Penso a quei tristi mozziconi che restano dopo aver appuntato quasi tutta la matita; non si riescono neanche più a tenere in mano, eppure io non ho mai avuto il coraggio di buttarli. O a quelle ciocche sulla nuca che – per chi ha i capelli lunghi abbastanza, ovviamente – crescono ribelli e con un andamento completamente diverso dalle altre, che mi soffermo a guardarle e quasi mi dispiace coprirle col resto della chioma. Penso all’ultimissima nota di una canzone che spesso non viene ascoltata, alla poca visibilità del rigo finale della postfazione di un libro, all’ultimo nome che compare nei titoli di coda di un film. E poi, all’ultima pagina di quaderno non scritta; l’alunno nel banco dell’ultima fila, silenzioso, non così tanto da destare preoccupazione, ma abbastanza da passare inosservato; quel maglione coi fili tirati sullo scaffale di un negozio, che nessuno sceglierà.
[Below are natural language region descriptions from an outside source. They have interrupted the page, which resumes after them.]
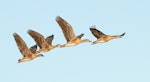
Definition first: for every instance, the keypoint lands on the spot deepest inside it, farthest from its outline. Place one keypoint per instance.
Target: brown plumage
(28, 54)
(101, 37)
(44, 44)
(69, 34)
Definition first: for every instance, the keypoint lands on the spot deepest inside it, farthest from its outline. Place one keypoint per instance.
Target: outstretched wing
(38, 38)
(33, 48)
(66, 28)
(21, 45)
(98, 34)
(49, 39)
(80, 36)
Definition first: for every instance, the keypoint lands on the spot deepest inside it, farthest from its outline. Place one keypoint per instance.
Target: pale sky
(120, 60)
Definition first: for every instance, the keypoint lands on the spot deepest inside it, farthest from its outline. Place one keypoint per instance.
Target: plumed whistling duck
(101, 37)
(44, 44)
(69, 34)
(28, 54)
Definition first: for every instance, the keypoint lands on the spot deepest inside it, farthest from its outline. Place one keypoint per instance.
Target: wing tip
(58, 18)
(93, 27)
(123, 34)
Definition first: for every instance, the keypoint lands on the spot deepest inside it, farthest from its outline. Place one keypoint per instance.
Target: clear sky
(121, 60)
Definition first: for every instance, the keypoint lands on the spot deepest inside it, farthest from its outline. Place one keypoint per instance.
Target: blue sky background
(121, 60)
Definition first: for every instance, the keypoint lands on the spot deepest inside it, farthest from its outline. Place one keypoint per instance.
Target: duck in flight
(101, 37)
(44, 44)
(69, 34)
(27, 53)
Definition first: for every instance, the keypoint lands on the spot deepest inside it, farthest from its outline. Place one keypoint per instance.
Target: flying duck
(101, 37)
(69, 34)
(27, 53)
(44, 44)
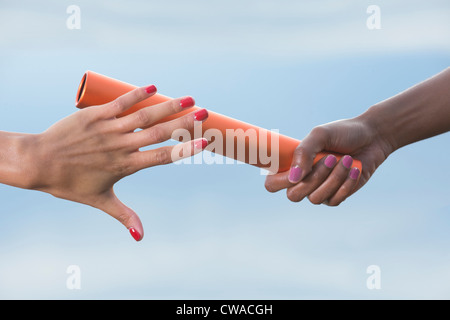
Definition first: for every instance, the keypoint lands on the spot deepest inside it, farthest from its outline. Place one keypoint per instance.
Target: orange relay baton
(97, 89)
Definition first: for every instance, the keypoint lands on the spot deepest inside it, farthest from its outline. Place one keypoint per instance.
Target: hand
(328, 181)
(81, 157)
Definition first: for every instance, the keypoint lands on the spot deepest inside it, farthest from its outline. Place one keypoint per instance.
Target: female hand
(418, 113)
(81, 157)
(328, 181)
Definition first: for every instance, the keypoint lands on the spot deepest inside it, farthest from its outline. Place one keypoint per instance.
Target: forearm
(16, 159)
(420, 112)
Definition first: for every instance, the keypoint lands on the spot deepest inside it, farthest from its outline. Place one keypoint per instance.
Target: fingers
(302, 162)
(313, 180)
(163, 131)
(126, 101)
(346, 189)
(145, 117)
(305, 154)
(168, 154)
(115, 208)
(339, 179)
(329, 182)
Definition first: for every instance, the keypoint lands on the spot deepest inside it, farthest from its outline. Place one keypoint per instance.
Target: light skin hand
(418, 113)
(81, 157)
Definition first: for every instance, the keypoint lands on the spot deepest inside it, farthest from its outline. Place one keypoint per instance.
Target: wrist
(17, 165)
(378, 123)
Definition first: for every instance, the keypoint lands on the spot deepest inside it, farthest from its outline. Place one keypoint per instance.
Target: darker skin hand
(330, 181)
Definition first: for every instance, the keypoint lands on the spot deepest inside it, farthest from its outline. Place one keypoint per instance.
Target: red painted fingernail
(150, 89)
(201, 115)
(354, 173)
(201, 144)
(187, 102)
(347, 161)
(136, 235)
(330, 161)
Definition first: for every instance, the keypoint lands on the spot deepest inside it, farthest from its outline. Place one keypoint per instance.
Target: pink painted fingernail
(201, 144)
(354, 173)
(295, 174)
(347, 161)
(330, 161)
(187, 102)
(201, 115)
(150, 89)
(136, 235)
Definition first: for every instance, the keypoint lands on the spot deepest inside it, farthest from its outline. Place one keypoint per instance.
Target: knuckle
(269, 186)
(187, 122)
(163, 157)
(143, 118)
(315, 200)
(117, 105)
(293, 196)
(124, 218)
(319, 131)
(156, 135)
(174, 105)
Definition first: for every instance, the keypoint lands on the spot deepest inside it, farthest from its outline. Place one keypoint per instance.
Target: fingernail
(201, 115)
(150, 89)
(187, 102)
(354, 173)
(136, 235)
(294, 174)
(330, 161)
(347, 161)
(201, 144)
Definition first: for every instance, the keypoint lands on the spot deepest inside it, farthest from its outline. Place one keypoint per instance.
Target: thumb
(115, 208)
(304, 155)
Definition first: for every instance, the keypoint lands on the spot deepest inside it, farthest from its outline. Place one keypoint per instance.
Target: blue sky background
(287, 65)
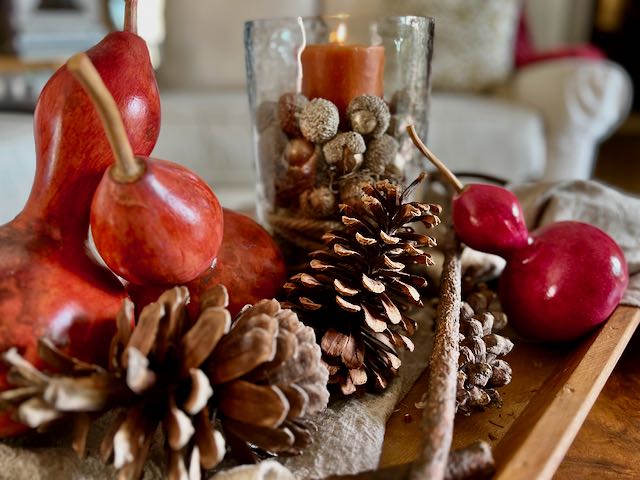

Ho sempre avuto un debole per i potenziali inespressi, per la riservatezza, le persone un po’ taciturne, per gli oggetti dimenticati che rischiano di cadere in disuso. Le forme di vita nascoste ad un occhio poco attento,  timide ma a loro modo presenti, si sono sempre meritate un piccolo posto nelle mie quotidiane considerazioni. Farci caso è un modo come un altro per tenere i piedi a terra e allenare la vista e la sensibilità.